Method: The great thing about infusing alcohol is that, at its simplest level — which, let’s face it, is about all you can handle at this point in the year — it is pretty much foolproof. You add a flavorful ingredient to a clear spirit, shake it, then store it in a warm, dark place for a few days, shaking it twice per day. I use the laundry room. Strain and bottle it when it tastes right to you.

Ideas:

• Chocolate Vodka — ½ cup/60 grams cocoa nibs to a 750 ml bottle of vodka. Shake and age for four days.

• Graham Cracker Vodka — Blend 1 sleeve of graham crackers with three cups/710 ml of vodka. Shake and age for seven days.

(These two would make a great matched gift set for making s’mores martinis)

• Jalapeño Rum — 4 spicy jalapeños to one liter of white rum. Shake and age for four days, then taste each day until it is flavorful and spicy enough for your Auntie’s taste.

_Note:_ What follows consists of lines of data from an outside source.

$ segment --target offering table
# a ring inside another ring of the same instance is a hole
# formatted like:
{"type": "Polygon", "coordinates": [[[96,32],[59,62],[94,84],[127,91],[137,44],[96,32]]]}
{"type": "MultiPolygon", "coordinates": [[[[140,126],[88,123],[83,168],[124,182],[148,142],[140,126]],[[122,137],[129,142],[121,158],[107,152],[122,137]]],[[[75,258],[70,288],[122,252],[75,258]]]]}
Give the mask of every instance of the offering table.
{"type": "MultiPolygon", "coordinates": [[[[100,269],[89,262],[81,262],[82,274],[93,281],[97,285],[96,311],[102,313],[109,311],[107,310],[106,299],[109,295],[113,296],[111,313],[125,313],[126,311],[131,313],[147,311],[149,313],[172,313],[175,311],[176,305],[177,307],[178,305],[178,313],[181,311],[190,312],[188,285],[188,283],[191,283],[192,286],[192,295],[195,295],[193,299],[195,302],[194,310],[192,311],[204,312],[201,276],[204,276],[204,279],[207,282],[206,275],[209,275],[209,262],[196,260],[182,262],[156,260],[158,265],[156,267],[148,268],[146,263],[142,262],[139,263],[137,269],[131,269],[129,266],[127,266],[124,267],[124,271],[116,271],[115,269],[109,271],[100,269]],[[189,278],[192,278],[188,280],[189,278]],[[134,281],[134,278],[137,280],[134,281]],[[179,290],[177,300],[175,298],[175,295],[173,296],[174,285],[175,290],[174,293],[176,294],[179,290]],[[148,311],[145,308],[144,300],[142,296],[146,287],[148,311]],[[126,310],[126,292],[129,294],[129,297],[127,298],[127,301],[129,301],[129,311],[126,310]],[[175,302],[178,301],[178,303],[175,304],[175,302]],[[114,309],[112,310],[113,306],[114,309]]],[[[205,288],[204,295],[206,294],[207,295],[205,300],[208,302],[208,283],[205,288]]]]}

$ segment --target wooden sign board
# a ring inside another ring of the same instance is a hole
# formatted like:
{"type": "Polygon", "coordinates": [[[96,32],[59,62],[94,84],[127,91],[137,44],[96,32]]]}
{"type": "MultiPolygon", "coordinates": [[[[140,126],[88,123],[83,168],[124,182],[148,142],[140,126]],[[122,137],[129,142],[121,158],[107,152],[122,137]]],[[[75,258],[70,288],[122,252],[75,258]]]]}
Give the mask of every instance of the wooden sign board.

• Banana Rum — Muddle a very ripe banana, the type you find next to the cash register at a convenience store, with two cups/475 ml white rum. Shake and age for a week.

• Cardamom Vodka — ½ ounce/14 grams lightly crushed cardamom pods to 1½ cups/350 ml vodka. Shake and age for 12 hours. This is delicious but potent. Give in very small bottles with instructions to use judiciously.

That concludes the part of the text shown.